Pursuant to Section 13 or 15(d) of the
Securities Exchange Act of 1934

Date of Report (Date of earliest event reported): February 10, 2017

(Exact name of registrant as specified in its charter)

Rhode Island
(State or other jurisdiction of incorporation)
(Commission File Number)
(IRS Employer Identification Number)

100 Dexter Road, East Providence, Rhode Island 02914
(Address of principal executive offices)

(401) 435-7171
(Registrant's telephone number, including area code)

(Former name or former address, if changed since last report)

Check the appropriate box below if the Form 8-K filing is intended to simultaneously satisfy the filing obligation of the registrant under any of the following provisions:

[ ] Written communications pursuant to Rule 425 under the Securities Act (17 CFR 230.425)
[ ] Soliciting material pursuant to Rule 14a-12 under the Exchange Act (17 CFR 240.14a-12)
[ ] Pre-commencement communications pursuant to Rule 14d-2(b) under the Exchange Act (17
     CFR 240.14d-2(b))
[ ] Pre-commencement communications pursuant to Rule 13e-4(c) under the Exchange Act (17
     CFR 240.13e-4(c))

Item 2.01. Completion of Acquisition or Disposition of Assets.

On February 10, 2017 (the "Closing Date"), Capital Properties, Inc. (the "Company") and its two wholly-owned subsidiaries, Capital Terminal Company ("CTC") and Dunellen, LLC ("Dunellen" and together with the Company and CTC, the "Sellers"), in accordance with that certain Asset Purchase Agreement, by and between the Sellers and Sprague Operating Resources LLC ("Sprague"), a subsidiary of Sprague Resources LP, dated January 24, 2017 (the "Purchase Agreement"), completed the sale of the Company's East Providence, Rhode Island petroleum storage terminal, Wilkesbarre Pier, pipelines connecting the terminal to the Pier and related terminal assets (the "Purchased Assets"). Capitalized terms used but not otherwise defined herein have the meanings set forth in the Purchase Agreement.

From May 1, 2014 through the closing of the sale of the Purchased Assets, the terminal's entire distillate storage capacity was leased exclusively to Sprague.
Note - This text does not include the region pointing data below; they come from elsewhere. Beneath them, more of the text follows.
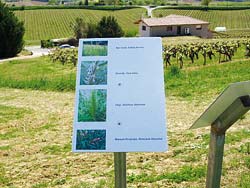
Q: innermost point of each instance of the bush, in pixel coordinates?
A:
(11, 33)
(46, 44)
(80, 28)
(109, 27)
The aggregate purchase price for the Purchased Assets was $23.0 million dollars plus the assumption of the Assumed Liabilities (the "Purchase Price").  The Purchase Price was negotiated by the Sellers and Sprague, with the Sellers receiving advice from an unaffiliated investment bank advisory firm retained by the Sellers to assist in the valuation, marketing and sale of the Purchased Assets.  Of the Purchase Price, $1,040,000 was withheld to cover repairs to breasting Dolphins located on the Wilkesbarre Pier (the "Dolphin Expenses") and $1,725,000 will be held in escrow (50% for 12 months and the balance for 2 years) to provide an indemnity to Sprague in the event of any breach of the Sellers' representations, warranties and covenants. The net amount received by the Company after the Dolphin Expenses holdback, escrow and additional adjustments for fees and real estate transfer taxes was approximately $19.8 million dollars.

Item 2.04.
Triggering Events that Accelerate or Increase a Direct Financial Obligation or an Obligation under an Off-Balance Sheet Arrangement
Under Section 5 of the Company's outstanding 5% Dividend Notes Due 2022 (the "Notes"), upon the sale of all or any portion of the Company's real property or the real property of any Company subsidiary, the Company is required, within 90 days from the Closing Date, to redeem that amount of the Notes at a redemption price equal to the maximum amount of the Net Proceeds from the sale of the real property, that when divided by 100 results in a whole number.  For this purpose, "Net Proceeds" means the gross cash proceeds received by the Company as a result of the sale of the real property less the sum of (a) the expenses of sale, (b) the Federal and state taxes incurred as a result of the sale and (c) the amount of the gross cash proceeds used by the Company to pay in whole or in part financial institution debt secured by a mortgage on its real property, regardless of whether such mortgage encumbered the property sold.  The closing of the sale of the Purchased Assets described in Item 2.01 above triggered this mandatory redemption provision of the Notes. The Company has not yet determined the amount of the "Net Proceeds" (as defined in the Notes), but currently expects to redeem the Notes in full on or before May 11, 2017.
Item 5.02(e). Compensatory Arrangements of Certain Officers
In connection the sale of the Purchased Assets described in Item 2.01 above, the Compensation Committee of the Company's Board of Directors approved a bonus for the Company's Vice-President, Todd D. Turcotte, in the amount of one year's salary ($191,464).  This bonus was conditioned on the successful completion of the sale described in Item 2.01 hereof and was paid promptly following the closing.


Pursuant to the requirements of the Securities Exchange Act of 1934, as amended, the Company has duly caused this report to be signed on its behalf by the undersigned hereunto duly authorized.